Bioinformatics pipeline

Sequences from these studies were combined and run through the following bioinformatics pipeline:

  • geNomad, viralVerify, and CheckV were used to remove sequences from cellular organisms and plasmids, as necessary
  • CheckV was used to trim remaining bacterial DNA from virus ends, estimate completeness, and identify closed genomes. Sequences >10Kb or >50% complete were retained and classified as either complete, high-quality (>90% complete), medium-quality (50-90% complete), or low-quality (<50% complete)
  • BLASTN was used to calculate the average nucleotide identity between viruses using a custom script
  • DIAMOND was used to blast proteins between viral genomes. Pairwise alignments were used to calculate a genome-wide protein-based similarity metric.
  • MCL was used to cluster genomes into viral operational taxonomic units (vOTUs) at approximately the species, subgenus, genus, subfamily, and family-level ranks using a combination of genome-wide ANI for the species level and genome-wide proteomic similarity for higher ranks
  • A representative genome was selected for each species level vOTU based on: presence of terminal repeats, completeness, and ratio of viral:non-viral genes
  • ICTV taxonomy was inferred using a best-genome-hit approach to phage genomes from INPHARED and using taxon-specific marker genes from geNomad
  • CRISPR spacer matching and kmer matching with PHIST were used to connect viruses and host genomes. A voting procedure was used to then identify the host taxon at the lowest taxonomic rank comprising at least 70% of connections
  • HumGut genomes and MAGs from a Hadza hunter-gatherer population were used for host prediction and read mapping (HumGut contains all genomes from the UHGG v1.0 combined with NCBI genomes detected in gut metagenomes)
  • GTDB r207 and GTDB-tk were used to assign taxonomy to all prokaryotic genomes
  • BACPHLIP was used for prediction of phage lifestyle together with integrases from the PHROG database and prophage information from geNomad.
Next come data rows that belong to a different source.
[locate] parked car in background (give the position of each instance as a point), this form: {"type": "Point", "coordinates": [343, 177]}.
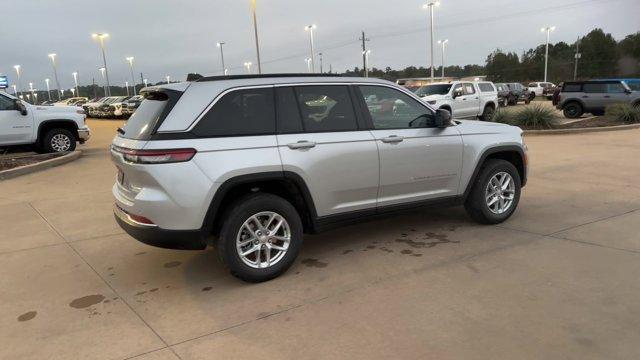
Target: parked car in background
{"type": "Point", "coordinates": [541, 89]}
{"type": "Point", "coordinates": [92, 107]}
{"type": "Point", "coordinates": [249, 166]}
{"type": "Point", "coordinates": [70, 101]}
{"type": "Point", "coordinates": [503, 93]}
{"type": "Point", "coordinates": [48, 128]}
{"type": "Point", "coordinates": [518, 92]}
{"type": "Point", "coordinates": [578, 97]}
{"type": "Point", "coordinates": [130, 105]}
{"type": "Point", "coordinates": [463, 99]}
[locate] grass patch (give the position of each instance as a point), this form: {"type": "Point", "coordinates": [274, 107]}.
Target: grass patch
{"type": "Point", "coordinates": [624, 113]}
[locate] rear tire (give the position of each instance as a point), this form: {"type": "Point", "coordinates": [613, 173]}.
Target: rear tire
{"type": "Point", "coordinates": [58, 140]}
{"type": "Point", "coordinates": [572, 110]}
{"type": "Point", "coordinates": [488, 195]}
{"type": "Point", "coordinates": [249, 218]}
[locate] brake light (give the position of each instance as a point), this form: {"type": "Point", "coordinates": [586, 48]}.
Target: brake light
{"type": "Point", "coordinates": [154, 156]}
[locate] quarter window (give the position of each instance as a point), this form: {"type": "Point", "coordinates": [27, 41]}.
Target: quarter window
{"type": "Point", "coordinates": [326, 108]}
{"type": "Point", "coordinates": [240, 112]}
{"type": "Point", "coordinates": [468, 89]}
{"type": "Point", "coordinates": [6, 104]}
{"type": "Point", "coordinates": [392, 109]}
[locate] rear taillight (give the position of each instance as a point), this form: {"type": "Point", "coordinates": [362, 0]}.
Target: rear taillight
{"type": "Point", "coordinates": [154, 156]}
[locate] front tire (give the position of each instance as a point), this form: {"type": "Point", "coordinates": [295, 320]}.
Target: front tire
{"type": "Point", "coordinates": [260, 238]}
{"type": "Point", "coordinates": [495, 193]}
{"type": "Point", "coordinates": [59, 140]}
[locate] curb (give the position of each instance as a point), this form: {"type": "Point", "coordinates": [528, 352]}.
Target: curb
{"type": "Point", "coordinates": [28, 169]}
{"type": "Point", "coordinates": [581, 130]}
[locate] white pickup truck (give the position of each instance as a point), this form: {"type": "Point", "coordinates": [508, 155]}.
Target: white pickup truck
{"type": "Point", "coordinates": [464, 99]}
{"type": "Point", "coordinates": [49, 128]}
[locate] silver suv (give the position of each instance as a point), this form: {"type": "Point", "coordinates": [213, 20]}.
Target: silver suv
{"type": "Point", "coordinates": [250, 163]}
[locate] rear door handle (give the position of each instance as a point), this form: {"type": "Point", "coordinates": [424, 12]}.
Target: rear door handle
{"type": "Point", "coordinates": [302, 144]}
{"type": "Point", "coordinates": [392, 139]}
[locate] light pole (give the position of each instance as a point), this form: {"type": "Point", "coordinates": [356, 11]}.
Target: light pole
{"type": "Point", "coordinates": [366, 62]}
{"type": "Point", "coordinates": [548, 30]}
{"type": "Point", "coordinates": [55, 74]}
{"type": "Point", "coordinates": [133, 79]}
{"type": "Point", "coordinates": [17, 67]}
{"type": "Point", "coordinates": [443, 42]}
{"type": "Point", "coordinates": [100, 37]}
{"type": "Point", "coordinates": [46, 81]}
{"type": "Point", "coordinates": [255, 31]}
{"type": "Point", "coordinates": [310, 29]}
{"type": "Point", "coordinates": [104, 81]}
{"type": "Point", "coordinates": [430, 6]}
{"type": "Point", "coordinates": [309, 61]}
{"type": "Point", "coordinates": [224, 69]}
{"type": "Point", "coordinates": [75, 80]}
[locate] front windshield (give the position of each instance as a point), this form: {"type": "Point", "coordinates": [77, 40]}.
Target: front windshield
{"type": "Point", "coordinates": [435, 89]}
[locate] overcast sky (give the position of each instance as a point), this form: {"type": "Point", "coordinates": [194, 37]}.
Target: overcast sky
{"type": "Point", "coordinates": [177, 37]}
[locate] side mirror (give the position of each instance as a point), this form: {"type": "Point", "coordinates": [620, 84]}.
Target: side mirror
{"type": "Point", "coordinates": [21, 108]}
{"type": "Point", "coordinates": [443, 118]}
Note: BACPHLIP tends to over classify viral genome fragments as lytic
  • Prodigal-gv was used to identify protein-coding genes and alternative genetic codes
  • eggNOG-mapper, PHROGs, KOfam, Pfam, UniRef_90, PADLOC, and the AcrCatalog were used for phage gene functional annotation
  • PhaNNs were used to infer phage structural genes
  • DGRscan was used to identify diversity-generating retroelements on viruses containing reverse transcriptases
  • Bowtie2 was used to align short reads from 1798 whole-metagenomes and 673 viral-enriched metagenomes against the UHGV and database of prokaryotic genomes. ViromeQC was used to select human gut viromes. CoverM was used to estimate the breadth of coverage and we applied a 50% threshold for classifying virus presence-absence

For additional details, please refer to our manuscript: (in preparation).

Data availability

The entire resource is freely available at: https://portal.nersc.gov/UHGV

We provide genomes for three quality tiers:

  • Full: >50% complete or >10Kbp, high-confidence & uncertain viral predictions
  • Medium-quality: >50% complete, high-confidence viral predictions
  • High-quality : >90% complete, high-confidence viral predictions

Additionally, we provide data for:

  • vOTU representatives
  • All genomes in each vOTU

Recommended files

For most analyses, we recommend using these files:

All available files:

  • metadata/

    • uhgv_full_metadata.tsv : detailed information on each of the 874,104 UHGV genome sequences
    • votus_full_metadata.tsv : detailed information on each of the 168,570 species level viral clusters
    • votus_metadata_extended.tsv: additional information on each vOTU
    • host_metadata.tsv : taxonomy and other info for prokaroytic genomes (completeness, contamination, n50)
  • genome_catalogs/

    • uhgv_full.[fna|faa].gz : sequences for all genomes >10kb or >50% completeness
    • uhgv_mq_plus.[fna|faa].gz : sequences for all genomes with >50% completeness
    • uhgv_hq_plus.[fna|faa].gz : sequences for all genomes with >90% completeness
    • votus_full.[fna|faa].gz : sequences for for vOTU representatives >10kb or >50% completeness
    • votus_mq_plus.[fna|faa].gz : sequences for for vOTU representatives with >50% completeness
    • votus_hq_plus.[fna|faa].gz : sequences for vOTU representatives with >90% completeness
  • votu_reps/

    • [genome_id].fna : DNA sequence FASTA file of the genome assembly of the species representative
    • [genome_id].faa : protein sequence FASTA file of the species representative
    • [genome_id].gff : genome GFF file with various sequence annotations
    • [genome_id]_emapper.tsv : eggNOG-mapper annotations of the protein-coding sequences
    • [genome_id]_annotations.tsv : tab-delimited file containing diverse protein-coding annotations (PHROG, Pfam, UniRef90, eggNOG-mapper, PhANNs, KEGG)
  • host_predictions/

    • crispr_spacers.fna : 5,318,089 CRISPR spacers from UHGG (3,143,456), NCBI (1,568,807), and Hadza genomes (605,826)
    • host_genomes_info.tsv : GTDB r207 taxonomy for genomes from the UHGG (286,387), NCBI (123,500), and Hadza genomes (54,779)
    • host_assignment_crispr.tsv : detailed information for host prediction with CRISPR spacers
    • host_assignment_kmers.tsv : detailed information for host prediction with PHIST kmer matching
  • annotations/

    • functional annotation matrices: vOTUs x functions (PHROG, Pfam, KOfam, PADLOC)
  • read_mapping/

    • metagenomes_prok_vir_counts_matrix.tsv.gz : coverM mapping statistics for viruses and bacteria across bulk metagenomes

    • viromes_prok_vir_counts_matrix.tsv.gz : coverM mapping statistics for viruses and bacteria across viral-enriched metagenomes

    • sample_metadata.tsv: human sample metadata (country, lifestyle, age, gender, bmi, study)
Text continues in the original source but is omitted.